これ以上、好きにさせないで欲しいよ……。

 なんて密かに思っていると。

「いやー、本当によかったよ。亜澄、麗奈ちゃんのことめっちゃ心配してたもんな。まるで自分のことみたいにさ」

「……うん。私と麗奈、仲いいから」

「だろうね。ほんと、昨日はマジで亜澄思いつめた顔してたもん」

「えっ……!? そんなに?」

 確かに昨日は、麗奈のことを考えていたら千早くんに「何か心配なことでもあんの?」って突っ込まれて、事情を説明することになったんだけど。

 そこまで深刻な表情になっていたつもりはなかったから、私は驚いた。

「あー、俺にはそう見えたんだよね。

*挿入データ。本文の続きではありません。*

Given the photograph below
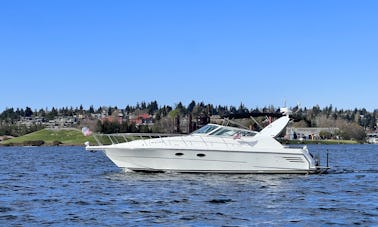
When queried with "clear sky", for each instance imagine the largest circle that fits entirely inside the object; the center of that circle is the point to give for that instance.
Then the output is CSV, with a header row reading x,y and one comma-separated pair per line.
x,y
259,53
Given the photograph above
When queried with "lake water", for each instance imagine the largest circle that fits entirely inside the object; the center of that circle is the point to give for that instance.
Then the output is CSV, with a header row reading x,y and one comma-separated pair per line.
x,y
67,186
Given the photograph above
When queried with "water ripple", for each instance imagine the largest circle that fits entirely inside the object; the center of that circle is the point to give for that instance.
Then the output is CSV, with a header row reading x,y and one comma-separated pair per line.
x,y
61,186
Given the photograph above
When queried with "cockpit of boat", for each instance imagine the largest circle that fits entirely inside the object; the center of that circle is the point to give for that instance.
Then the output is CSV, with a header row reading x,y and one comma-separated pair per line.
x,y
220,130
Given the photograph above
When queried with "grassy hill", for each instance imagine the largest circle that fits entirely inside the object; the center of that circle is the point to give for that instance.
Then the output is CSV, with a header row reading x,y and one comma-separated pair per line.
x,y
51,137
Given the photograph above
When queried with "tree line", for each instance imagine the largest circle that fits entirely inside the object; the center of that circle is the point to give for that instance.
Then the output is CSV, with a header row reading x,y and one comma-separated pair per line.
x,y
169,116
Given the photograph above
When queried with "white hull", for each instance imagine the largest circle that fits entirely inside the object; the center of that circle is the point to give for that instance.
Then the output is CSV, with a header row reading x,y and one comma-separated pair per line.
x,y
213,161
213,149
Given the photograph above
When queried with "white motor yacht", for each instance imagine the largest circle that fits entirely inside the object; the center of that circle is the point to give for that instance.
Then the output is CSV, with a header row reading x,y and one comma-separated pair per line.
x,y
214,149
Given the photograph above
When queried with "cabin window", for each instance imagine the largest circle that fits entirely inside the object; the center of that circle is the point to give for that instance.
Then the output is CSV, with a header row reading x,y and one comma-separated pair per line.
x,y
205,129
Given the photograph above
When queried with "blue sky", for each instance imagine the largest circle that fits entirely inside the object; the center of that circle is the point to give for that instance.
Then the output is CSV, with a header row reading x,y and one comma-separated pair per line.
x,y
260,53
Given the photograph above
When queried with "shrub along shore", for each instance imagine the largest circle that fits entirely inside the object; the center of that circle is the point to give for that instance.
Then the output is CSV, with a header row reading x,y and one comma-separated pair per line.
x,y
74,137
50,137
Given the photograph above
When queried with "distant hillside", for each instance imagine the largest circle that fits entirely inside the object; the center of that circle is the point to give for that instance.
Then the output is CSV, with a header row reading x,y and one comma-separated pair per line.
x,y
51,137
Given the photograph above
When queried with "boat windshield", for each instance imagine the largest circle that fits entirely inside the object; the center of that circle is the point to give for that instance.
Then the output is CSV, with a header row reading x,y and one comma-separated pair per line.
x,y
231,132
205,129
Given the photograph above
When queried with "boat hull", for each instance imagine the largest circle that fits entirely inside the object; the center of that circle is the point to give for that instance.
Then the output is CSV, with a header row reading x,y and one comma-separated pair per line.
x,y
210,161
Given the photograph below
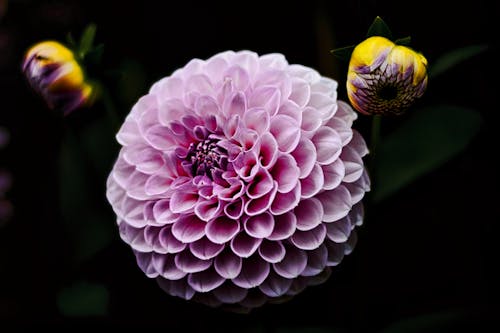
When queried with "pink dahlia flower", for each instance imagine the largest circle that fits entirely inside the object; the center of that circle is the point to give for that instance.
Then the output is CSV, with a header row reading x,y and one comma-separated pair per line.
x,y
240,180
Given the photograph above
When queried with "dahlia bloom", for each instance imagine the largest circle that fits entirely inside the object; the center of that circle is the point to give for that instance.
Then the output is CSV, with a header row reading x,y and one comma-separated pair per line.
x,y
53,72
240,180
385,78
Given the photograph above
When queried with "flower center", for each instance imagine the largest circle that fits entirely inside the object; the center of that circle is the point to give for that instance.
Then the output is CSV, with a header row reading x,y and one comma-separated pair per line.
x,y
388,92
205,157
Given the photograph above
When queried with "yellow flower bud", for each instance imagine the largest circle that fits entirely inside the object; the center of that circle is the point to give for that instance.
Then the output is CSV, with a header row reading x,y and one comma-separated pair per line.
x,y
54,73
385,78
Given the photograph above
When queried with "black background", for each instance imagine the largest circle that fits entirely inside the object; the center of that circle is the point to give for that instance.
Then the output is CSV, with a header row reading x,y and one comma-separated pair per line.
x,y
430,249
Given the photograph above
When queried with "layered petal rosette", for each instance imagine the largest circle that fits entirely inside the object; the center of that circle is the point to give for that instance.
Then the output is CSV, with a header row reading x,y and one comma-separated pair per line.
x,y
240,180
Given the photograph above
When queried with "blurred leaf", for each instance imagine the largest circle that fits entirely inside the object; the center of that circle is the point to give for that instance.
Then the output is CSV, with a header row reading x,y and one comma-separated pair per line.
x,y
83,299
430,323
429,138
379,28
87,40
343,53
403,41
453,58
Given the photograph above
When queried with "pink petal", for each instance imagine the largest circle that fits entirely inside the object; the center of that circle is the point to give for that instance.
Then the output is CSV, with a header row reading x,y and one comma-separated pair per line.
x,y
325,106
353,164
358,144
228,265
187,262
292,110
145,264
305,156
204,249
286,172
340,230
235,209
253,273
260,205
336,203
215,68
272,251
157,184
284,202
273,60
275,285
340,126
171,110
286,132
134,237
205,281
239,76
311,239
268,150
129,133
333,174
284,226
222,230
309,214
259,226
206,210
188,228
313,183
178,288
168,87
316,261
261,184
249,61
182,202
310,120
293,264
267,98
135,186
169,242
165,266
301,91
235,104
199,83
244,245
335,253
162,212
160,137
328,145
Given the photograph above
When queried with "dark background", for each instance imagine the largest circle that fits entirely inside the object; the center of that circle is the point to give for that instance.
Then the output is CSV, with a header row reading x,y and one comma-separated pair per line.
x,y
426,254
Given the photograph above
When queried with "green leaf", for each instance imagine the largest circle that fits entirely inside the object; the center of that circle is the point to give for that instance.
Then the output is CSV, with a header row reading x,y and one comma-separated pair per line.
x,y
453,58
405,41
83,299
343,53
379,28
87,40
424,142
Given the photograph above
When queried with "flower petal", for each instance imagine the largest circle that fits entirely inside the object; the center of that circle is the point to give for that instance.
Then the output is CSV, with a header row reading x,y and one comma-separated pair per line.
x,y
293,264
188,228
222,230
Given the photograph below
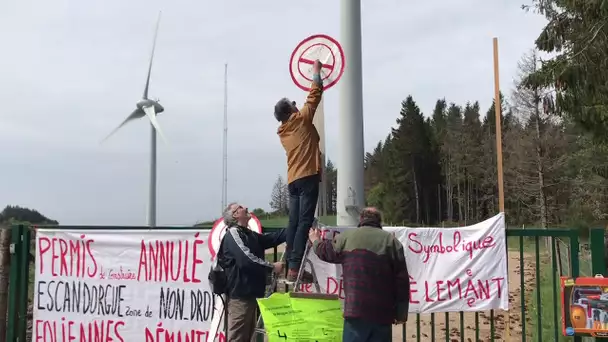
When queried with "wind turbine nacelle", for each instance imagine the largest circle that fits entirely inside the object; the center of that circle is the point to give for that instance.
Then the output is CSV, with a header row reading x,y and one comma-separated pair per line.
x,y
158,108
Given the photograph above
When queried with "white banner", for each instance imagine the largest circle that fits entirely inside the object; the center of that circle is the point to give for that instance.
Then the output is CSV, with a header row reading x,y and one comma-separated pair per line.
x,y
122,286
451,269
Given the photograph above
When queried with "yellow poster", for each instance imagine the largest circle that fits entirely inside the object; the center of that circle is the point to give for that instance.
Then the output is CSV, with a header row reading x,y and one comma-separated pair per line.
x,y
301,319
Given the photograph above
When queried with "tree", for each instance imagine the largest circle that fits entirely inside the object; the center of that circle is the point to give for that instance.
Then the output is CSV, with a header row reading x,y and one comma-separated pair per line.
x,y
577,35
13,215
279,198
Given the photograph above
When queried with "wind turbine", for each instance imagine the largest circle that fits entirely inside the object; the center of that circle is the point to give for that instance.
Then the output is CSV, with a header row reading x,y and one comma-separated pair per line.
x,y
150,108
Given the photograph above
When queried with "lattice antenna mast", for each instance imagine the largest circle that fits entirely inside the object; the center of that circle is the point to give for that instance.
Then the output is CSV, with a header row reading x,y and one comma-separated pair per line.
x,y
225,147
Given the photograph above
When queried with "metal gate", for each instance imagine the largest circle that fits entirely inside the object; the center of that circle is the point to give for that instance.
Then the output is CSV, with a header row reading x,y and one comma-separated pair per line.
x,y
535,259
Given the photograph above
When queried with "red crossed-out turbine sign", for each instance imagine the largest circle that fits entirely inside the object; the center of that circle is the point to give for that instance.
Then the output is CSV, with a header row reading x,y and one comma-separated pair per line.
x,y
219,230
321,47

周りの人は気づかないかも」

「……千早くんは何で気づくの?」

 不思議に思って私が尋ねる。

 千早くんは雑草を抜きながら、何気ない口調でこう答えた。

「ま、昔から見てるしさ。だから亜澄が人に優しいってのも、知ってるし」

「え……?」

 昔って?

 千早くん、どういうこと?

 昔って、いつのことなの?

 「アオハル」で「ちぇりー」と「セン」っていう名前で、連絡を取り合っていたときのこと?

 それとも……?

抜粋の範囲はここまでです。